# Victoria's Secret Dupes??



## angbaby4974 (Feb 25, 2009)

Has anyone used any of these?  And where did you purchase them from.  I'm dying to try them, but don't want to spend the $$ if they just plain suck. :shock: 
Not that I really need to be making more soap anyway...It would take us 3 years to use all the soap I've made in the last couple of months.


----------



## jcandleattic (Feb 25, 2009)

Several suppliers carry Love Spell which is a vs dupe. It's still one of my favorite scents. Not sure what other scents you are looking for but I know there are several reputable companies out there that carry the VS type scents.


----------



## Tabitha (Feb 25, 2009)

You can find supplers that carry VS scents at fragrance finder: http://www.fragranceoilfinder.com/catal ... cPath=2_73

I use WSP for:
Amber Romance
Enchanted Apple
Secret Crush
Love Spell

Old Mill has a great Strawberries & Champagne.


----------



## Lil Outlaws (Mar 3, 2009)

Lonestar has Very Sexy, Love Spell, and a few others.. Pear Glace is common, Amber Romance, Strawberries & Champagne, Endless Love.. all easy to find. Sometimes you can find Pink as well.

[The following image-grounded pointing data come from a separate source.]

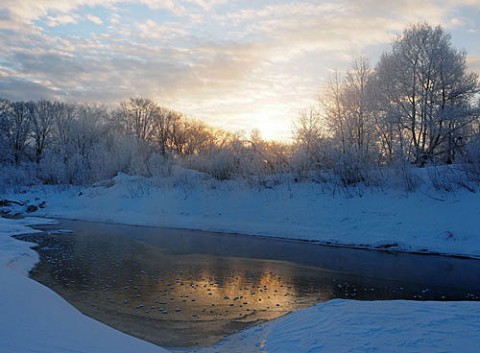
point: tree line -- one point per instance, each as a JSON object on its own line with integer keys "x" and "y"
{"x": 418, "y": 105}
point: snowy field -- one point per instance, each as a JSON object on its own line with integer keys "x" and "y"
{"x": 34, "y": 319}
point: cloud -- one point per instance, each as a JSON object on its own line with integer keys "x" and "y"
{"x": 94, "y": 19}
{"x": 220, "y": 59}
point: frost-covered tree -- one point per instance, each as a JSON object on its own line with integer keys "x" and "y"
{"x": 15, "y": 126}
{"x": 425, "y": 89}
{"x": 138, "y": 116}
{"x": 43, "y": 119}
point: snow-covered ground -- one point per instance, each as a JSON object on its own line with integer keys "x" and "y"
{"x": 33, "y": 319}
{"x": 446, "y": 222}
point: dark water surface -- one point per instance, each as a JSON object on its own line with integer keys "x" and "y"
{"x": 185, "y": 288}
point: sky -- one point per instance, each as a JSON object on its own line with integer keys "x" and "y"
{"x": 239, "y": 65}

All of the ones I've tried are great dupes - and I buy from lots of places


----------



## angbaby4974 (Mar 3, 2009)

Thanks for all the replies.  Very Sexy & Very Sexy for him are the ones I was looking for.  Guess I should have posted that.  

I may be ordering some soon.  I'll post back on that when I get them!


----------



## Barb (Mar 6, 2009)

funny you should ask about this fragrance. i just finished beveling some of this soap. since i have no idea what it should really smell like. i can't help you there, but the one i used came from wsp. i cold processed it, and it smells pretty go.

luv spell from wsp or southern garden
secret crush, sweet temptation, whispering mist, pear glace  wsp


----------